Mr Perera elaborated on the benefits of implementing gender-neutral maintenance payments, stating, “This should be done by giving the Courts the discretion to order that in appropriate cases, wives should pay maintenance to ex-husbands even if they are not incapacitated. Such cases could include where the husband earns much less than his wife or is a stay-home-husband, and has borne the bulk of domestic chores and caregiving.”

The existing maintenance regime under the Women’s Charter permits women to pay maintenance to their ex-husbands only if they are incapacitated.

Mr Perera cited three main reasons to consider amending the current legislation:

  1. The growing number of stay-at-home husbands in Singapore: According to the Singapore Census Population 2020, the percentage of married households where wives are the sole breadwinners increased from 5.8% in 2010 to 7.4% in 2020. The Labour Force in Singapore 2022 survey showed that 10.6% of caregivers outside the labor force are males.
  2. Women’s progress in the workforce: Since the Women’s Charter was first enacted in 1961, women in Singapore have made significant strides. In 2020, 52.5% of married households were dual-income households, and in 2022, the employment rate of females aged 15 and over was 60.9%, the 4th highest among OECD-developed countries.
  3. Gender-neutral maintenance laws in other developed countries: Many other developed countries, including the United Kingdom, Hong Kong, Australia, New Zealand, Canada, and the USA, already have provisions for gender-neutral maintenance payments in their legislation.

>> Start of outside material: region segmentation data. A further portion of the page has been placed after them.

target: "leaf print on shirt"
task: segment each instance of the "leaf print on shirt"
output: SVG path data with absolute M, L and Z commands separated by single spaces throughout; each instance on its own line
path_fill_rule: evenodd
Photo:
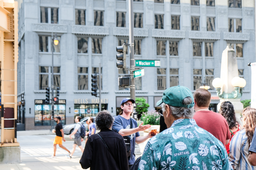
M 175 142 L 175 147 L 179 150 L 184 150 L 188 148 L 186 144 L 182 142 Z
M 210 150 L 211 151 L 211 153 L 212 155 L 219 156 L 219 152 L 217 150 L 217 147 L 215 145 L 213 145 L 210 147 Z
M 191 161 L 192 161 L 192 163 L 193 164 L 197 164 L 199 165 L 199 161 L 197 158 L 196 157 L 196 156 L 197 155 L 197 154 L 194 153 L 190 155 L 189 156 L 189 164 L 191 163 Z
M 174 129 L 172 128 L 170 128 L 167 129 L 166 129 L 163 131 L 163 134 L 169 134 L 171 133 L 172 133 L 174 130 Z
M 165 161 L 163 161 L 161 162 L 161 165 L 163 166 L 162 168 L 162 170 L 170 170 L 172 169 L 171 167 L 173 166 L 176 164 L 176 161 L 172 161 L 171 162 L 171 157 L 168 157 L 167 158 L 167 162 L 165 162 Z
M 192 139 L 194 137 L 194 134 L 190 131 L 186 131 L 184 132 L 184 135 L 187 138 Z
M 175 134 L 175 133 L 172 133 L 172 137 L 175 139 L 179 139 L 182 137 L 183 137 L 182 136 L 182 131 L 177 132 L 176 134 Z
M 164 151 L 163 152 L 163 154 L 164 155 L 164 152 L 165 152 L 166 155 L 172 155 L 172 144 L 168 143 L 164 148 Z
M 197 151 L 199 155 L 202 156 L 205 156 L 209 153 L 209 149 L 206 145 L 200 144 Z
M 217 160 L 216 162 L 212 161 L 212 164 L 213 165 L 212 167 L 212 170 L 220 170 L 222 169 L 222 165 L 221 164 L 221 161 L 219 159 Z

Mr Perera argued that implementing a gender-neutral maintenance regime would recognize the care work and unpaid contributions of stay-at-home husbands and safeguard financially vulnerable spouses, regardless of their gender.

He acknowledged that there is bipartisan support for awarding maintenance to stay-at-home dads and cited similar calls made by other Members of Parliament in previous debates.

He emphasized that a gender-neutral maintenance regime would not disadvantage vulnerable women, as maintenance payments would still be awarded at the court’s discretion.

“Even in a gender-neutral maintenance regime, any maintenance to spouses will be awarded at the court’s discretion, and such a regime should not disadvantage vulnerable women who can still be awarded maintenance,” he said.